I'm trying to compare FMA performance (fma()
in math.h
) versus naive multiplication and addition in floating point computing. Test is simple. I am going to iterate same calculation for large iteration number. There are two things I have to achieve for precise examination.
- No other computing should be included in counting time.
- Naive multiplication and addition should not be optimized to FMA
- Iteration should not be optimized. i.e. iteration should be carried out exactly as much as I intended.
To achieve above things, I did following:
- Function is inline and only required computation is included.
- Used g++
-O0
option not to optimize the multiplication. (But when I look into dump file it seems to generate almost same code for both) - Used
volatile
.
But the results shows almost no difference, or even slower fma()
compared to naive multiplication and addition.
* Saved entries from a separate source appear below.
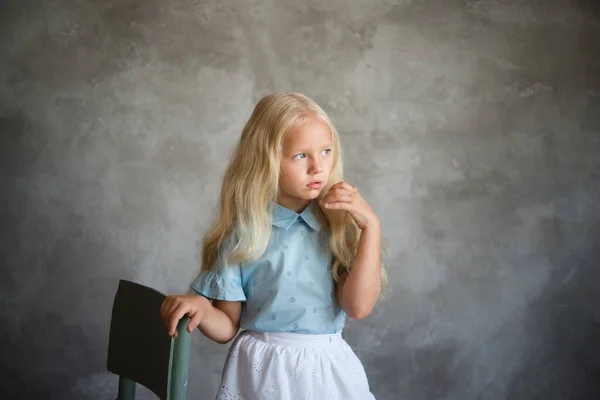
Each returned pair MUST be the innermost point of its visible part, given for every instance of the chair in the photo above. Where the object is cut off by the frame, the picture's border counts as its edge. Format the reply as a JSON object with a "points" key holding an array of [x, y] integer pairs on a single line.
{"points": [[140, 349]]}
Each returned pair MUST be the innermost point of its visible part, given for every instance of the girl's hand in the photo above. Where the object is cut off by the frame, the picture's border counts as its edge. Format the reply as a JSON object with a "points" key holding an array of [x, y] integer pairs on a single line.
{"points": [[174, 307], [342, 196]]}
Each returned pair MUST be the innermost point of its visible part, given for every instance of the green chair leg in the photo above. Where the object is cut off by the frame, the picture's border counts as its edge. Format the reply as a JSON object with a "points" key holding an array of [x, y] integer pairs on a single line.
{"points": [[178, 361]]}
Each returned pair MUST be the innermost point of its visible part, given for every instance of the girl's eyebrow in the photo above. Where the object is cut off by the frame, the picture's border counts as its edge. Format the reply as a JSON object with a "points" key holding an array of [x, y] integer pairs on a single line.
{"points": [[302, 150]]}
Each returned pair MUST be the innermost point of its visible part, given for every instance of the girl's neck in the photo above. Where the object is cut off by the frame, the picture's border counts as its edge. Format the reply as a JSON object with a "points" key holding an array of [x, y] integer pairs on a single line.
{"points": [[295, 205]]}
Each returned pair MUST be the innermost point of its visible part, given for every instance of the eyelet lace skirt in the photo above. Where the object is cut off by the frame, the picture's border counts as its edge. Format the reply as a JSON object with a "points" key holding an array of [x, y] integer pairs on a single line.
{"points": [[292, 366]]}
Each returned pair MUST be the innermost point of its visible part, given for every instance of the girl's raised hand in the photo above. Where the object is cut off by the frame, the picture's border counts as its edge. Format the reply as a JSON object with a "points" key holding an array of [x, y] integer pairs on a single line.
{"points": [[174, 307], [342, 196]]}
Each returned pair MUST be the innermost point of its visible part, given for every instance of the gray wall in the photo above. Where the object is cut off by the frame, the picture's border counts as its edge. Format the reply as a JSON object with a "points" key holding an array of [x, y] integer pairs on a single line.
{"points": [[472, 127]]}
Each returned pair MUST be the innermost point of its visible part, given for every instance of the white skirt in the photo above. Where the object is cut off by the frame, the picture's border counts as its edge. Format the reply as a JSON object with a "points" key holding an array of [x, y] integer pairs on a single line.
{"points": [[292, 366]]}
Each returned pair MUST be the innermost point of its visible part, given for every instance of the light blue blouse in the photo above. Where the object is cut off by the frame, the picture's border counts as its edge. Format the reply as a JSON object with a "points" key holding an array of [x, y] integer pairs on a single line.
{"points": [[290, 287]]}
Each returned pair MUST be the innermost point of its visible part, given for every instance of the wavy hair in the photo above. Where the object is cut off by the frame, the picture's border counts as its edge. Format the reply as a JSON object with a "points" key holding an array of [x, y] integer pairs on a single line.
{"points": [[251, 183]]}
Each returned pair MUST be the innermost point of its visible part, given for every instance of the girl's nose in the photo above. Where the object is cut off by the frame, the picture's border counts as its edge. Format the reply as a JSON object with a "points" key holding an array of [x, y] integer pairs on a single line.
{"points": [[316, 167]]}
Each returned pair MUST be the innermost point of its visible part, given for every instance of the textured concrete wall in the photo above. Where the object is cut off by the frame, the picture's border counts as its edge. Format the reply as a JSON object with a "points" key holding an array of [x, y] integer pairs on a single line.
{"points": [[472, 127]]}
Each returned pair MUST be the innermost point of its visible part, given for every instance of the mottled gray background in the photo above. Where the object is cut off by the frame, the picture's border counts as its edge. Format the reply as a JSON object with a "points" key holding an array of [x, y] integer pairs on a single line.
{"points": [[472, 127]]}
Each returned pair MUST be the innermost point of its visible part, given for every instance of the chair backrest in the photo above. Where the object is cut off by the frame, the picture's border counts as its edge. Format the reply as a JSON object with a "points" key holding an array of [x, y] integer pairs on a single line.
{"points": [[140, 348]]}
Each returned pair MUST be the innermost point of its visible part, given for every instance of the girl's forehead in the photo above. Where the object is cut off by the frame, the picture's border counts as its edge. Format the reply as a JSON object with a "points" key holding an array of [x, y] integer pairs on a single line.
{"points": [[313, 133]]}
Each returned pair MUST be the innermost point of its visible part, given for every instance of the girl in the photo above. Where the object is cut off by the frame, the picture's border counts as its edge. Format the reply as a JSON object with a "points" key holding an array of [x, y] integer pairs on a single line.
{"points": [[293, 250]]}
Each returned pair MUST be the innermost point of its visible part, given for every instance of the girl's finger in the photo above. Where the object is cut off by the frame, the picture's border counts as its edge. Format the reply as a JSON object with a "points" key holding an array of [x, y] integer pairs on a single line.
{"points": [[339, 206], [339, 197]]}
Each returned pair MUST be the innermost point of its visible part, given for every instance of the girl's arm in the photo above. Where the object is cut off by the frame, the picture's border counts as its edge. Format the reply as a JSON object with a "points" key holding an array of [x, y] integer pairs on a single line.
{"points": [[360, 291], [219, 321]]}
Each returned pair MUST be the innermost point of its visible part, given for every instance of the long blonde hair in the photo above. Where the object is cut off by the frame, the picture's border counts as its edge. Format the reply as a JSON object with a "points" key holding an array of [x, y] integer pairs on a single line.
{"points": [[251, 182]]}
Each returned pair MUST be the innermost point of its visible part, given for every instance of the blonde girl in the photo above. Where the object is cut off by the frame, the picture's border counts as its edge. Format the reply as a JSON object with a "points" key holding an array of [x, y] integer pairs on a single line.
{"points": [[294, 249]]}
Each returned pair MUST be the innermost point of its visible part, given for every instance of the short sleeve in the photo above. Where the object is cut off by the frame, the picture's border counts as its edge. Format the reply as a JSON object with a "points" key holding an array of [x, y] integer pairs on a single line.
{"points": [[222, 282]]}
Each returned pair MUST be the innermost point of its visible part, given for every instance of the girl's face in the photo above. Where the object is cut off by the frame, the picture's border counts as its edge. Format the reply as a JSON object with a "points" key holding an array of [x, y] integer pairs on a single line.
{"points": [[306, 163]]}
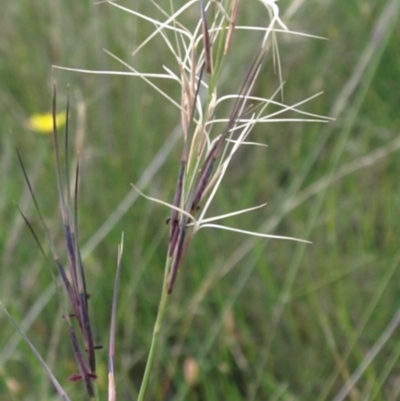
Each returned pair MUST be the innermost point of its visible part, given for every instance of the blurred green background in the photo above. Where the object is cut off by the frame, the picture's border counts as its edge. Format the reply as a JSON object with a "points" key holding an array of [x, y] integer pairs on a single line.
{"points": [[262, 320]]}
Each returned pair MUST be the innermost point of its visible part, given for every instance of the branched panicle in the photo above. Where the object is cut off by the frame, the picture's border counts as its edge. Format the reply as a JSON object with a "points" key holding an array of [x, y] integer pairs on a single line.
{"points": [[74, 280]]}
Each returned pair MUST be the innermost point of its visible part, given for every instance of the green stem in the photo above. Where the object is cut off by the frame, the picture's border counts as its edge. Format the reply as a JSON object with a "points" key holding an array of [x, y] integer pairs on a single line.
{"points": [[156, 332]]}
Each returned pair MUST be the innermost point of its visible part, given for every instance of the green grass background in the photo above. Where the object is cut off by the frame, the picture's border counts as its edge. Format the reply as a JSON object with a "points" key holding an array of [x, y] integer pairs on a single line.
{"points": [[265, 320]]}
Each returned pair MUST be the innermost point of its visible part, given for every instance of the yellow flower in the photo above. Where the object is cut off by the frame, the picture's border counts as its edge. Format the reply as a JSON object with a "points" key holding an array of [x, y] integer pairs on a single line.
{"points": [[43, 123]]}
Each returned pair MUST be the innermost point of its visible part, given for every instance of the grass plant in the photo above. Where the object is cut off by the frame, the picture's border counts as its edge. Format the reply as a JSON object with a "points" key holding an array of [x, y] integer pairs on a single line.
{"points": [[234, 312]]}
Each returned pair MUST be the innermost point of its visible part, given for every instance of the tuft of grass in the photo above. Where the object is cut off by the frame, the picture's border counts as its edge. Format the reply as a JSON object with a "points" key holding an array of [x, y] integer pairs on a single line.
{"points": [[259, 319]]}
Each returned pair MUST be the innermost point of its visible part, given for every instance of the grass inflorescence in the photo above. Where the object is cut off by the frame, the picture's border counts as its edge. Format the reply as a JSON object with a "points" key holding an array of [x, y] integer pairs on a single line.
{"points": [[232, 310]]}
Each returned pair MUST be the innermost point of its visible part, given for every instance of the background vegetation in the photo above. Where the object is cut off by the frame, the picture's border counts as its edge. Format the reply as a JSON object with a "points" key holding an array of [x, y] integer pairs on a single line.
{"points": [[261, 320]]}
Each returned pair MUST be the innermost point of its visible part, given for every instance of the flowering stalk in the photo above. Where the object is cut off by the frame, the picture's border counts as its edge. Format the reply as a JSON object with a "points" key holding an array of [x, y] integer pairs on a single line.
{"points": [[200, 51], [74, 279]]}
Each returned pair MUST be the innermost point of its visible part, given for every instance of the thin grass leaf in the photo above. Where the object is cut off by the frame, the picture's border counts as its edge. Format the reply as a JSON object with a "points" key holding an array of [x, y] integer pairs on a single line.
{"points": [[112, 392], [53, 379]]}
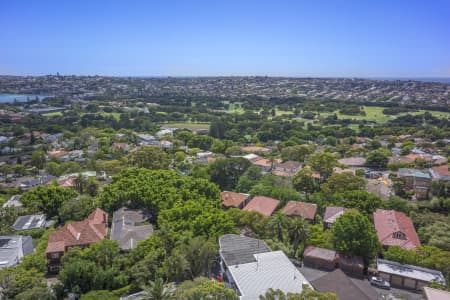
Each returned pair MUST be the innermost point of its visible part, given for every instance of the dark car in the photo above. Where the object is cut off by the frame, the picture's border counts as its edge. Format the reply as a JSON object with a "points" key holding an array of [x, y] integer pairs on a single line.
{"points": [[379, 282], [296, 262]]}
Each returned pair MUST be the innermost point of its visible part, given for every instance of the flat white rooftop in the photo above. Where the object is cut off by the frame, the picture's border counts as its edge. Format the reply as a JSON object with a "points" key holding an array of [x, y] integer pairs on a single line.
{"points": [[271, 270]]}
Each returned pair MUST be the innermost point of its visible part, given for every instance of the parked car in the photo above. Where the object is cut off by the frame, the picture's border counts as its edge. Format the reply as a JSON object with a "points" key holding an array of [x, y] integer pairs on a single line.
{"points": [[379, 282], [296, 262]]}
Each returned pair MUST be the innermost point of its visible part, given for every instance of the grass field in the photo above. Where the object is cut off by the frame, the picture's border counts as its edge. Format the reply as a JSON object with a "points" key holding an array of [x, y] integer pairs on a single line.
{"points": [[235, 108], [187, 125], [115, 115], [375, 113], [53, 114]]}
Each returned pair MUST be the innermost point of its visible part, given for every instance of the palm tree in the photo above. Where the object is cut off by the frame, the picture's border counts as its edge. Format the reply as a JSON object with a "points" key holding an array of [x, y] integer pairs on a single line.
{"points": [[277, 225], [298, 231], [158, 290]]}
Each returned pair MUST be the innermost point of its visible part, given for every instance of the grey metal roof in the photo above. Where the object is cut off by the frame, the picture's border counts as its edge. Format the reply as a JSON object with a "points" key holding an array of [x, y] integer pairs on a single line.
{"points": [[414, 272], [236, 249], [31, 222], [414, 173], [269, 270], [14, 201], [126, 229], [13, 248]]}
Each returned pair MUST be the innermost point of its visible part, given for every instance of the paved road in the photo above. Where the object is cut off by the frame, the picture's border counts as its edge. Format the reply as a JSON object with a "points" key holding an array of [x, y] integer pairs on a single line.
{"points": [[392, 294]]}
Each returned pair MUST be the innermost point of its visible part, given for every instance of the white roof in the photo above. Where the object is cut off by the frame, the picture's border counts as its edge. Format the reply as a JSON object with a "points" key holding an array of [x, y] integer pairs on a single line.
{"points": [[413, 272], [250, 156], [271, 270], [435, 294]]}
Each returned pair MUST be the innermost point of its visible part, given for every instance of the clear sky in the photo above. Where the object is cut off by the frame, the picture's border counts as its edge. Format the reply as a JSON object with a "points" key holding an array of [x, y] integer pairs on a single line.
{"points": [[363, 38]]}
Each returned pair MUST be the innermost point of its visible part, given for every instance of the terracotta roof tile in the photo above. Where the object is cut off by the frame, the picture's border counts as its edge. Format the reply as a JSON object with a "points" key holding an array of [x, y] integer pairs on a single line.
{"points": [[264, 205], [332, 212], [90, 230], [232, 199], [389, 222], [301, 209]]}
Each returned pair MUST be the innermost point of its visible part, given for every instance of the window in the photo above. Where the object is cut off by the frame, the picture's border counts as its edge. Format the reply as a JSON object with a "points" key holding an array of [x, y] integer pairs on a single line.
{"points": [[399, 235], [53, 268]]}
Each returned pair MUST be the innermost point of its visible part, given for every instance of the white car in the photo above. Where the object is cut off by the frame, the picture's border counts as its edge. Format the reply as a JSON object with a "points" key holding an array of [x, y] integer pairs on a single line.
{"points": [[379, 282]]}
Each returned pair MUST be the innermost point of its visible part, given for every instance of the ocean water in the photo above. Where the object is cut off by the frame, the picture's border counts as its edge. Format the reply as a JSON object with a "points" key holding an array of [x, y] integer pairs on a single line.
{"points": [[9, 98]]}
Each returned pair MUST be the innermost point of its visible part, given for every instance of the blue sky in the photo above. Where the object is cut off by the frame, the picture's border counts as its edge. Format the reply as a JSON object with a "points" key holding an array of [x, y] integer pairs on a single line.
{"points": [[210, 38]]}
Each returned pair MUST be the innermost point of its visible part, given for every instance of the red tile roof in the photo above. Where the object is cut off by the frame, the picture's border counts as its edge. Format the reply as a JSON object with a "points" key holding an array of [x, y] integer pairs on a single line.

Is it the result as I intended (i.e. they are not really different in terms of speed) or am I doing something wrong?
Spec
- Ubuntu 14.04.2
- G++ 4.8.2
- Intel(R) Core(TM) i7-4770 (3.4GHz, 8MB L3 cache)
My Code
#include <iostream>
#include <cmath>
#include <cstdlib>
#include <chrono>
using namespace std;
using namespace chrono;
inline double rand_gen() {
return static_cast<double>(rand()) / RAND_MAX;
}
volatile double a, b, c;
inline void pure_fma_func() {
fma(a, b, c);
}
inline void non_fma_func() {
a * b + c;
}
int main() {
int n = 100000000;
a = rand_gen();
b = rand_gen();
c = rand_gen();
auto t1 = system_clock::now();
for (int i = 0; i < n; i++) {
non_fma_func();
}
auto t2 = system_clock::now();
for (int i = 0; i < n; i++) {
pure_fma_func();
}
auto t3 = system_clock::now();
cout << "non fma" << endl;
cout << duration_cast<microseconds>(t2 - t1).count() / 1000.0 << "ms" << endl;
cout << "fma" << endl;
cout << duration_cast<microseconds>(t3 - t2).count() / 1000.0 << "ms" << endl;
}